Brytyjski dziennik "The Guardian" donosi, że dziesięć osób oraz towarzyszący im pies zostało uwięzionych przez śnieg w Tan Hill Inn, najwyżej położonym pubie w Wielkiej Brytanii. Ze względu na prognozowane opady śniegu oraz temperaturę poniżej 10 stopni Celsjusza, pozostaną tam prawdopodobnie aż do weekendu.
Problemy gości Tan Hill Inn rozpoczęły się już w piątek, kiedy to 33 osoby nie mogły wrócić wieczorem do domów. Trwające kilka godzin opady śniegu sprawiły, że wyjazd z pubu, położonego na wysokości 528 m nad poziomem morza w hrabstwie North Yorkshire, stał się niemożliwy.
Jak relacjonuje gazeta, goście - wśród których był czteroletni chłopiec - spędzali wspólnie czas na rozmowach, słuchaniu radia, oglądaniu telewizji i wspólnych tańcach. Pomoc przyszła we wtorek, kiedy to drogę do Tan Hill In utorował pług śnieżny prowadzony przez lokalnego rolnika.
10 osób i pies
Większość gości zdecydowała się na powrót, ale czworo postanowiło poczekać, aż śnieg stopnieje a drogi będą czyste. Towarzyszy im sześciu pracowników. Jak sami stwierdzili, "nadal są w dobrych nastrojach, choć nie wiadomo, jak długo to potrwa".
Pracownicy pubu odmówili przyjęcia opłaty od gości, w zamian poprosili o datki na rzecz lokalnego zespołu ratownictwa górskiego z Doliny Swaledale.
Właściciel Tan Hill Inn we wtorek wyczarterował helikopter z pobliskiego Catterick, którym miała przylecieć nowa grupa pracowników, a ci, którzy pracowali nieprzerwanie od sześciu dni mieli odlecieć na zasłużony odpoczynek.
Zbyt silny wiatr sprawił jednak, że śmigłowiec nie mógł wystartować, a pracownicy musieli pozostać w lokalu.

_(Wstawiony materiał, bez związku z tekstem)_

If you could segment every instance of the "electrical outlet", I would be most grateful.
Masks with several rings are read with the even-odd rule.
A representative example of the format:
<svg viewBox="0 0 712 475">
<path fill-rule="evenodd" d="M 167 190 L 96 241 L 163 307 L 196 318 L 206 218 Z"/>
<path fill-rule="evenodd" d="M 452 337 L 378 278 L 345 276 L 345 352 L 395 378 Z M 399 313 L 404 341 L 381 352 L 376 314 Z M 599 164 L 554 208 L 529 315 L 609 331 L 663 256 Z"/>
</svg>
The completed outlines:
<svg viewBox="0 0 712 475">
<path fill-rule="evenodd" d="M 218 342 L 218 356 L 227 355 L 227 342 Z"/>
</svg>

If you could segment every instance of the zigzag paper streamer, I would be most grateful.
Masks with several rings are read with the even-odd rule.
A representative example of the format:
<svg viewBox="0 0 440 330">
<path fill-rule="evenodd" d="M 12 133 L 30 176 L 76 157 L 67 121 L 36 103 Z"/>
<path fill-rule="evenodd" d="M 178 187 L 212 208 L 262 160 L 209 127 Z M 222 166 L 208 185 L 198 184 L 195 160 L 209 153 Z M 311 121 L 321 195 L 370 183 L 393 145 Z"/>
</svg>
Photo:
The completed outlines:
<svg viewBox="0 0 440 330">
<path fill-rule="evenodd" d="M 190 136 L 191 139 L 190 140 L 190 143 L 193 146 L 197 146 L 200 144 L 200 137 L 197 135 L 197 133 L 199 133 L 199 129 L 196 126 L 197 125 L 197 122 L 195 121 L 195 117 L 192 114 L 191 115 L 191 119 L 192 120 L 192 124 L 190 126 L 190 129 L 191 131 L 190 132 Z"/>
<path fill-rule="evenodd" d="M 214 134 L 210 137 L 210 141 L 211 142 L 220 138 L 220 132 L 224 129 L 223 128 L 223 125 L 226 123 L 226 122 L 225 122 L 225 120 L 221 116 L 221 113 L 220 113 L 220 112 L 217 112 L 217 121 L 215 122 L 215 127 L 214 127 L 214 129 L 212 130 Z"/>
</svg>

Jak informuje stacja BBC, brytyjscy synoptycy przewidują, że dwie najbliższe noce mogą być najzimniejszymi w tym roku, a temperatury mogą spaść nawet do minus 20 st. C. Ostrzeżenia przed śnieżycami ogłoszono w południowo-zachodniej Anglii, północnej Szkocji i Irlandii Północnej.